What is particularly revealing is when ASAs of tRNA, rRNA and mRNA are compared in the same figure for random (Fig 5A) and actual sequences (Fig 5B). The average ASA values of random sequences are lower for tRNA and rRNA and higher for mRNA. This indicates that the compositions of structural RNAs (tRNA and rRNA) are selected to be less solvent accessible. The differences are statistically significant (p<2.2e-16 between tRNA and mRNA and 2.4e-16 between rRNA and mRNA and p = 1.6e-05 between tRNA and rRNA). Fig 5B further shows that not only compositions but also sequences were selected for structured rRNA in order to achieve stable rRNA structures at all OGTs. tRNA remains less solvent accessible than mRNA at high OGT but this is largely due to selections in nucleotide compositions as both approach to values of random sequences (Fig 4A and 4C). To remove compositional bias, we subtracted ASA of random sequences from ASA of natural sequences. As shown in Fig 5C, the correlation coefficients between ASA and OGT increases from 0.494 to 0.606 for tRNA, 0.318 to 0.470 for rRNA, and 0.615 to 0.704 for mRNA. In other words, all RNAs increase exposure to solvent as OGT increases with fastest increase in mRNA.

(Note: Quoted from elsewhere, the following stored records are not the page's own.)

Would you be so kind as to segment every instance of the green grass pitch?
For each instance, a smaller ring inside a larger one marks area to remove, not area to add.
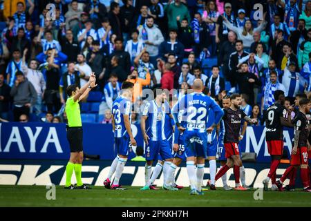
[[[189,189],[178,191],[126,191],[93,186],[90,190],[65,190],[56,186],[56,200],[46,199],[44,186],[0,185],[0,206],[311,206],[310,193],[264,191],[263,200],[254,200],[255,190],[207,191],[189,195]]]

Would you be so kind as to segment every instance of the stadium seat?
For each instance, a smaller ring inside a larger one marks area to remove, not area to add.
[[[89,110],[89,103],[82,103],[81,104],[81,112],[82,113],[88,113]]]
[[[95,113],[82,113],[81,119],[83,123],[95,123],[96,114]]]
[[[90,103],[90,112],[91,113],[98,113],[100,110],[100,102],[94,102],[94,103]]]
[[[102,101],[102,93],[100,91],[90,92],[87,99],[88,102],[100,102]]]

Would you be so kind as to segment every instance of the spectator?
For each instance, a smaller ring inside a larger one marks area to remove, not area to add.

The magnitude of fluctuation of ASA can be described by standard deviation of ASA values in each RNA chain. It indicates how much the ASA of the nucleotides within an RNA molecule differs from the average ASA of the entire RNA molecule. Standard deviations of ASA can be used to indicate if an RNA is fully flexible or can fold into a well-defined tertiary structure because structured RNAs will have a relatively wide distribution of solvent accessibility ranging from deeply buried, partly exposed to fully exposed nucleotides whereas in a flexible RNA, each nucleotide will be as nearly equally exposed as others due to dynamic motion. Indeed, as shown in Fig 1A and 1B, ASA values of random sequences are mostly flat and featureless, compared to structured tRNA and rRNA. As shown in Fig 6, the average standard deviation of the ASA for tRNA and rRNA are much higher than that of mRNA, consistent with the fact that tRNA and rRNA fold into defined tertiary structures for their function. By comparison, all random sequences have significantly lower standard deviations. The lack of dependence of the average standard deviation of ASA on the OGT of tRNA and rRNA (nearly flat regression line) indicates that their structures of tRNA and rRNA persist at high OGT. By contrast, the average standard deviation of ASA for mRNA is negatively correlated with the OGT (r = -0.767, p = 3.086e-08), approaching to nearly constant but really low standard deviation for random mRNA sequences, indicating fully flexible mRNA structures at high OGT. Fig 7 compares fluctuations of ASA values of mRNA, tRNA and rRNA directly in the same figure for random (Fig 7A) and actual (Fig 7B) sequences. Standard deviations of mRNA ASA are much lower than those of tRNA and rRNA for both random and natural sequences, confirming prewiring of mRNA sequences for flexibility, regardless of OGT.
Discussion
In this paper, we investigated the dependence of primary, secondary, and tertiary structures (solvent accessible surface area) of structural (tRNA and rRNA) and informational (mRNA) RNAs on OGT. The newly developed program RNAsnap provides an opportunity to examine how RNA sequences code RNA structures differently for species with different OGTs. Different temperature adaptation schemes are observed.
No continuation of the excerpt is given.